In school districts such as Rich­mond County that rely heavily on federally funded programs for low-income and disabled children, the impact could be big.

“All that money we get for federal grants will be affected,” said Richmond County Board of Education member Frank Dolan.

School districts understand that federal money to states could be cut if Congress doesn’t reach a deal and the country sees higher taxes and federal spending cuts, according to Georgia De­part­ment of Education spokesman Matt Cardoza.

In response, Cardoza said, the state has told all school districts to expect a 9 percent reduction in funding for low-income students in the Title I program and funds for disabled students in the 2013-14 budget.

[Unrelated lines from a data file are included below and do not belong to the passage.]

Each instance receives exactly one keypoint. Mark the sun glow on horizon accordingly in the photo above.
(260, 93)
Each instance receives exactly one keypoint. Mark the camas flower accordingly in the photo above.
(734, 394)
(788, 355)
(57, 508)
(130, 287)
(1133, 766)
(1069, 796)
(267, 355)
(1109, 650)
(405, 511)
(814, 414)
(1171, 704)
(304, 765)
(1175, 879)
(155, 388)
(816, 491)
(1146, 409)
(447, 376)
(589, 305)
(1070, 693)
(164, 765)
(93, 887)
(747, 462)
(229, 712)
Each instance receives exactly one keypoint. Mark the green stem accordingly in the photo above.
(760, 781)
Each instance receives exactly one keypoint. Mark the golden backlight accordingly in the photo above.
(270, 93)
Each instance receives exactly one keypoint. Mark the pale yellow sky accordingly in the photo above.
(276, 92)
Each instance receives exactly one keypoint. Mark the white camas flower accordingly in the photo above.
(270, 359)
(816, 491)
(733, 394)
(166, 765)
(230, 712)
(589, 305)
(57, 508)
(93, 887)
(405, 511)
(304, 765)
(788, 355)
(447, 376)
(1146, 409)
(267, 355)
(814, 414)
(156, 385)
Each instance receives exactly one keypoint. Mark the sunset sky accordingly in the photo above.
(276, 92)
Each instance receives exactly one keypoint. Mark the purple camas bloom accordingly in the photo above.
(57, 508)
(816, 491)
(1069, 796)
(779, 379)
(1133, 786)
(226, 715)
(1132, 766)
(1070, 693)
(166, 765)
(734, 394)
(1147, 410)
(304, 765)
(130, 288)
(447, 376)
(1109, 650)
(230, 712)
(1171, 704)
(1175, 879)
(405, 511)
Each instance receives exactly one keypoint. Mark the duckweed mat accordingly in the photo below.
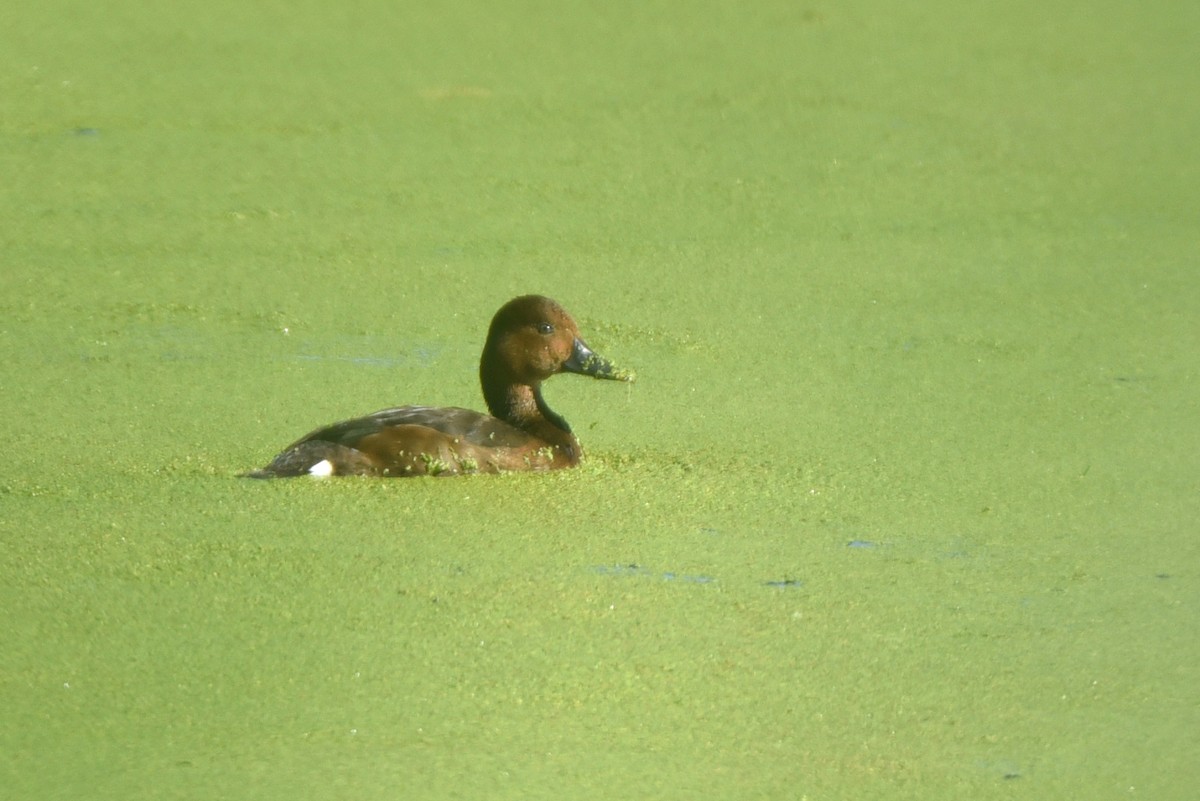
(901, 506)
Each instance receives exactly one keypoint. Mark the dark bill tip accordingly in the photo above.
(586, 362)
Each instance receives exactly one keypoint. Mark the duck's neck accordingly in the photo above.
(522, 405)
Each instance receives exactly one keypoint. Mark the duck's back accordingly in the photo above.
(405, 441)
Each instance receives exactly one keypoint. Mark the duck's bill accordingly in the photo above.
(586, 362)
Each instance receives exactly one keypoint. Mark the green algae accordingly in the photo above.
(922, 278)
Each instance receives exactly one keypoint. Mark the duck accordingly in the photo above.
(529, 339)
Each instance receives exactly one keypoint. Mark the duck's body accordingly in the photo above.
(531, 338)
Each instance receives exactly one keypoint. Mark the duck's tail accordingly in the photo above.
(316, 458)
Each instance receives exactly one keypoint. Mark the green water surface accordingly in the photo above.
(903, 506)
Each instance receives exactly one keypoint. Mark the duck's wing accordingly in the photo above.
(461, 423)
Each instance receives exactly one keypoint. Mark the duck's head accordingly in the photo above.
(532, 338)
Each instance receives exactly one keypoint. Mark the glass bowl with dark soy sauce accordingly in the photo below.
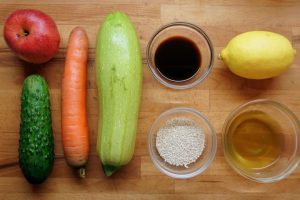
(180, 55)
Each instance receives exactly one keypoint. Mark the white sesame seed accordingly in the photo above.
(180, 142)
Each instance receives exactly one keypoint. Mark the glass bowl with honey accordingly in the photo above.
(261, 141)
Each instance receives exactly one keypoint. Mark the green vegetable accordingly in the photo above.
(36, 150)
(119, 81)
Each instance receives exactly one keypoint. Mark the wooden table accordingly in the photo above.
(220, 93)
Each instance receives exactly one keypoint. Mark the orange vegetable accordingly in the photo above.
(75, 134)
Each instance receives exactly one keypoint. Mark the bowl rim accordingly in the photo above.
(208, 68)
(212, 152)
(291, 167)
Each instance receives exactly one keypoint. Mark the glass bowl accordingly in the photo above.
(198, 37)
(262, 162)
(208, 153)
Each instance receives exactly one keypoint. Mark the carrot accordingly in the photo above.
(75, 136)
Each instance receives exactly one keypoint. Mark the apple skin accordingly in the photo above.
(32, 35)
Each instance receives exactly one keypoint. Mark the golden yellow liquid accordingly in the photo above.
(254, 140)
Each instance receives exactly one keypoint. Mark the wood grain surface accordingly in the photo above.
(219, 94)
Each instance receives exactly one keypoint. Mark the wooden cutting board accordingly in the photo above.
(219, 94)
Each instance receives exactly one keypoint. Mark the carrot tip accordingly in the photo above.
(81, 172)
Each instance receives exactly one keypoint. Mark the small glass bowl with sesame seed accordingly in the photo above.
(182, 143)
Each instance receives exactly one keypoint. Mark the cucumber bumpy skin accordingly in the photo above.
(36, 144)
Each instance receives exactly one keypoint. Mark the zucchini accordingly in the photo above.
(119, 82)
(36, 145)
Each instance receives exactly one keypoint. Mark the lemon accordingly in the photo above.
(258, 54)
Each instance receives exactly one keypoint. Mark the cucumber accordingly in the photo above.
(119, 82)
(36, 145)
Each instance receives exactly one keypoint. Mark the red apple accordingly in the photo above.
(32, 35)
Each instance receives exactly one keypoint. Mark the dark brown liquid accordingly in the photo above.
(177, 58)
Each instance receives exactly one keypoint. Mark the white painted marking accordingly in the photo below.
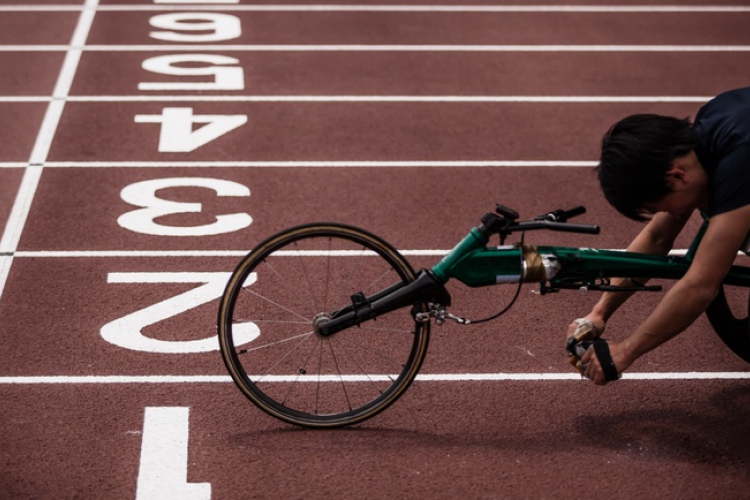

“My gut feeling is when the feds start cutting, it’s going to be bad either way,” said board member Jack Padg­ett, who said 27 percent of the Richmond County school budget comes from the federal government.

Another concern for education funding is a possible 3 percent cut to state agencies, including the Department of Education, that could be implemented when Gov. Nathan Deal presents an amended budget for the current fiscal year in January.

Deal asked all state agencies to submit an amended budget with 3 percent reductions. Though all might not go into effect, Cardoza said the Education Department is prepared.

The department cuts would not affect QBE, or Equalization, funding, which is the bulk of money given to districts. Still, a lot of unknowns remain at this point, said Alan Essig, the executive director of the Georgia Bud­get and Policy Institute.

“It’s fair to say the state is still facing some significant shortfalls, both in the current fiscal year and the fiscal year upcoming,” Essig said.

According to state Sen. Jack Hill, the chairman of the Sen­ate Appropriations Com­mittee, the fiscal 2013 state budget was built with projections of about 5 percent growth in collections over last year. The state has collected less than that estimate, creating a deficit.

“The revenue growth is slow,” Essig added. “The question is, what options does the governor have to cover the shortfalls?”